These are prototype boards and split into two on purpose. After I verify that these work I will make a single interface board for the LCD module. Both boards were ordered from OSH Park.
So these are the boards...
The LCD breakout board is a 'dumb' board. It pretty much just connects the LCD module to pin headers for easier connectivity while prototyping. Some of the pads and pins are connected together to reduce the number of headers required e.g. multiple ground pads break out to a single pin header.
The schematic is straight forward too. JP2 is a CS (cable select) jumper to enable writing to the device without having to connect pin 3 to a digital pin on the MCU. If the jumper is shorted, the LCD will always be in 'write' mode i.e. it will accept commands. The same functionality can be achieved by setting pin 3 to high if connected to a MCU.

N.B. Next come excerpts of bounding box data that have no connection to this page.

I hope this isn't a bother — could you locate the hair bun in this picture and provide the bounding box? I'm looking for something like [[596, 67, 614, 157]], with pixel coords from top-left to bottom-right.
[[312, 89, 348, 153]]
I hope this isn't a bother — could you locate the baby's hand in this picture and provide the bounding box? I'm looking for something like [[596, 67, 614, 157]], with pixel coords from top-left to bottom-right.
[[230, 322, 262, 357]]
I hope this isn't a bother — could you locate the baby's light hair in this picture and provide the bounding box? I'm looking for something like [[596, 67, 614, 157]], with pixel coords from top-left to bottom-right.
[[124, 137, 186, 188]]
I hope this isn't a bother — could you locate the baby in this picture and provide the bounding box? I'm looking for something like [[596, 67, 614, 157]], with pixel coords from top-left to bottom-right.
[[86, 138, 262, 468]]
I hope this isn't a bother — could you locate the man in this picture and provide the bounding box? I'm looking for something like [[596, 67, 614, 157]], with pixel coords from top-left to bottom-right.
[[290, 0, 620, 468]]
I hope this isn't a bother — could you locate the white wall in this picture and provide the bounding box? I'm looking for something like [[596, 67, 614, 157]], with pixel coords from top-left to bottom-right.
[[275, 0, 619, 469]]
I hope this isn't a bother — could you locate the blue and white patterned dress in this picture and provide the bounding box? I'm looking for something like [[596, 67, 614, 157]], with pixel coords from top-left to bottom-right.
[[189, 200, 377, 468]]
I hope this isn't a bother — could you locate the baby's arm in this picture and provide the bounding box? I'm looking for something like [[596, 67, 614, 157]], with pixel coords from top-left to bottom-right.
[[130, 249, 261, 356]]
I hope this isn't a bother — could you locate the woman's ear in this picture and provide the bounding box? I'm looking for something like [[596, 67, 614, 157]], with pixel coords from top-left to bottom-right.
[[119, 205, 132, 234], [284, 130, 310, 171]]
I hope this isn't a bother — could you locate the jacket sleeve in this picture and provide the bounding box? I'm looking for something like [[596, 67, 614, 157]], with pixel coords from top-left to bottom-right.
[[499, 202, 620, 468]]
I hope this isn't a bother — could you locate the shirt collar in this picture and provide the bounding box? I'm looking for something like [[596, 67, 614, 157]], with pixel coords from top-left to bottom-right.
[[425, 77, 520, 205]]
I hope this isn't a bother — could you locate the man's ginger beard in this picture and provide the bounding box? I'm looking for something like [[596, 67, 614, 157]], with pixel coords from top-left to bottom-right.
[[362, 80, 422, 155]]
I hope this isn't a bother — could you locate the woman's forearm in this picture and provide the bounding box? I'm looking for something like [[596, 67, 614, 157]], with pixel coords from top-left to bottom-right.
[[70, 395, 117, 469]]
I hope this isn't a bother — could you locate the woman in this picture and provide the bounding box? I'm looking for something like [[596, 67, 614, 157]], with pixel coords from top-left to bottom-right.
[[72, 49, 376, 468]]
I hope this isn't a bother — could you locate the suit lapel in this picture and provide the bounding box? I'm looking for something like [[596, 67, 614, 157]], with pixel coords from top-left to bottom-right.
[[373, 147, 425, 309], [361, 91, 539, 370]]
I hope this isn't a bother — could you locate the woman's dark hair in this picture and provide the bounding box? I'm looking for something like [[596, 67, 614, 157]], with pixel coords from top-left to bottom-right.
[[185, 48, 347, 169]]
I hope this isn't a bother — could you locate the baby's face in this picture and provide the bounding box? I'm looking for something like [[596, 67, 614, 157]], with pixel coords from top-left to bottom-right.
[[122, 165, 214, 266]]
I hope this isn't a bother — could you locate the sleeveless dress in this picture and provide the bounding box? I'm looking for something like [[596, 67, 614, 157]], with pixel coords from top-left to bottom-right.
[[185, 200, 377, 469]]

The power and level shifter board is more interesting. Since the LCD requires 2.8V signalling, the voltage outputs from a 3.3V Arduino must be converted. I used a pair of 74HC4050D ICs for this task. These only handle high-to-low conversion, but since I didn't require the ability to read from the LCD these chips were fine. The LCD breakout board is not set up to allow reading the LCD anyway (it is an output device after all).
The power board includes an LDO voltage regulator which can accept voltage input between 2.8V and 5.5V and output 2.8V @ 300mA. This is used to power the level shifter as well as supplying several pin headers with the 2.8V output.
In addition to the power circuitry, there is a buffered LED driver circuit that can be controlled via a PWM signal to control the backlight LED intensity of the LCD.
These are my picking lists for each board...
- 1x 14-pin header
- 1x 2-pin header
- 1x 2-pin jumper
- 2x 12-pin header
- 2x single pin header
- 1x 2-pin header
- 1x 4-pin header
- 2x 74HC4050D
- 1x RT9166-28GVL
- 1x BSS138N
- 2x 4.7uF caps
- 1x 10k resistor
- 1x 100ohm resistor
Now I just have to wait until it all arrives so I can put it together and verify that it actually works.